What triggers the need

  • Many deletes → vacuum-check flags objects where tombstoned ≥10% and total ≥1000.
  • Removed fields → compact to reclaim their bytes.
  • Shard skew from growth → splits:N to even out load. See shard-stats.

Locks

All vacuum flavors take the object's write lock. Normal ops block for the duration of the rebuild.

Response: {"status":"vacuumed","object":"...","compact":true|false,"splits":N}.

truncate

Delete all records; schema and indexes survive.

{"mode":"truncate","dir":"<dir>","object":"<obj>"}
  • Fast: zeroes out every shard's Zone A + Zone B metadata, resets counts to 0.
  • Indexes are emptied.
  • Field schema (including tombstones) stays intact.

Response: {"status":"truncated","object":"..."}.

recount

Rescans every shard, counts live/tombstoned slots, and rewrites metadata/counts. Use when size returns numbers that look wrong (e.g., after a crash or manual disk edit).

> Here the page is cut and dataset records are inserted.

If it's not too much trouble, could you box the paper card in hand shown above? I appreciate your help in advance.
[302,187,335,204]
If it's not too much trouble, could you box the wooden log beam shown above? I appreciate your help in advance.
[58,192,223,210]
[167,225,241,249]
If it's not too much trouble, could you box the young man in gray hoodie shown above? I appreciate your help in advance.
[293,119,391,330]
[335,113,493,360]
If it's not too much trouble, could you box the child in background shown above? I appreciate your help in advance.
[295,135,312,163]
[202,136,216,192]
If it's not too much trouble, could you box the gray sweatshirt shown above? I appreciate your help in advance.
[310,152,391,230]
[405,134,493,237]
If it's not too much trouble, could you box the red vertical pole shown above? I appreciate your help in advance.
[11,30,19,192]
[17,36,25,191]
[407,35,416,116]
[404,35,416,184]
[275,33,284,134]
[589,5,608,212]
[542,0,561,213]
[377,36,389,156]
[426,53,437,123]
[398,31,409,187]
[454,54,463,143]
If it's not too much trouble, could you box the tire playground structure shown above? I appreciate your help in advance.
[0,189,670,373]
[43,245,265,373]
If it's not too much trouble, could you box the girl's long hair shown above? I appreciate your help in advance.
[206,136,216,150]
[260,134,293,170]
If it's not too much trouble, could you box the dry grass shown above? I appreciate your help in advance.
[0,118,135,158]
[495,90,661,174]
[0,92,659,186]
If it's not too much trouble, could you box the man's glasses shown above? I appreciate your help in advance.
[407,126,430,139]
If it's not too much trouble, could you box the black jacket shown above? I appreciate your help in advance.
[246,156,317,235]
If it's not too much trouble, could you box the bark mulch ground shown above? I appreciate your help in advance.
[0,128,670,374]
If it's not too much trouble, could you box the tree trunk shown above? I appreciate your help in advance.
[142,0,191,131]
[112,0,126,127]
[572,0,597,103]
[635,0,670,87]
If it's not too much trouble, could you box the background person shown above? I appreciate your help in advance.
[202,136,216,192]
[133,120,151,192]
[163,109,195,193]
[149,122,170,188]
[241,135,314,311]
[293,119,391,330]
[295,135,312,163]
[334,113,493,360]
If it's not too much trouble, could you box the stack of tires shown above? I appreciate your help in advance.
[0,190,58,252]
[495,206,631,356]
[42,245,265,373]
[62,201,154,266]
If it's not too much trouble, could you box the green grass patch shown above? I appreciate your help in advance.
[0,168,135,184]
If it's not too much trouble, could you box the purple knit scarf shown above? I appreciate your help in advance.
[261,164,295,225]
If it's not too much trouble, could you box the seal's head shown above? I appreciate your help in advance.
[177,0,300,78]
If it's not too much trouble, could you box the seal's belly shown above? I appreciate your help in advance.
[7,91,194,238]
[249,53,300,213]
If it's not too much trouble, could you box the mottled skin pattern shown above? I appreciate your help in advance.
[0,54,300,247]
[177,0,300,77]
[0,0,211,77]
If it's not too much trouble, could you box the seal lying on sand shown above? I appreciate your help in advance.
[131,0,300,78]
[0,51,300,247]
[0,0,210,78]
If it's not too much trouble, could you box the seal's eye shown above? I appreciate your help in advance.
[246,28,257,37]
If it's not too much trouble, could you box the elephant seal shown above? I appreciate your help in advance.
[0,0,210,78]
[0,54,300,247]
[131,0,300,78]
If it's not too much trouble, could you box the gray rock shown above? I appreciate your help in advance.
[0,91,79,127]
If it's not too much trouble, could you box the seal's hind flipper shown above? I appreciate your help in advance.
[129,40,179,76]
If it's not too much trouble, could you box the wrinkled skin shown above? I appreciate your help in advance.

{"mode":"recount","dir":"<dir>","object":"<obj>"}

Response: {"count":N,"orphaned":M}.

backup

Copies the object's data/, indexes/, metadata/, and files/ directories into a timestamped snapshot under the same root.

{"mode":"backup","dir":"<dir>","object":"<obj>"}

Response: {"status":"backed_up","path":"<dir>/<obj>.backup-20260418T153012"}.

Snapshot is a point-in-time copy — in-flight writes after the copy starts may or may not be included. For consistent production backups, pause writes first (or accept best-effort consistency).

Lock model summary

Mutation Lock Blocks
add-field, remove-field, vacuum --compact, vacuum --splits objlock_wrlock All other ops on this object (reads + writes).
rename-field objlock_wrlock Same.
truncate objlock_wrlock Same.
backup, recount objlock_rdlock Only schema mutations.
Normal CRUD / queries objlock_rdlock Only schema mutations.

Held only for the rebuild duration. For multi-second rebuilds, clients see temporarily-blocked queries; consider running these in a maintenance window.

See Concepts → Concurrency for the full locking story.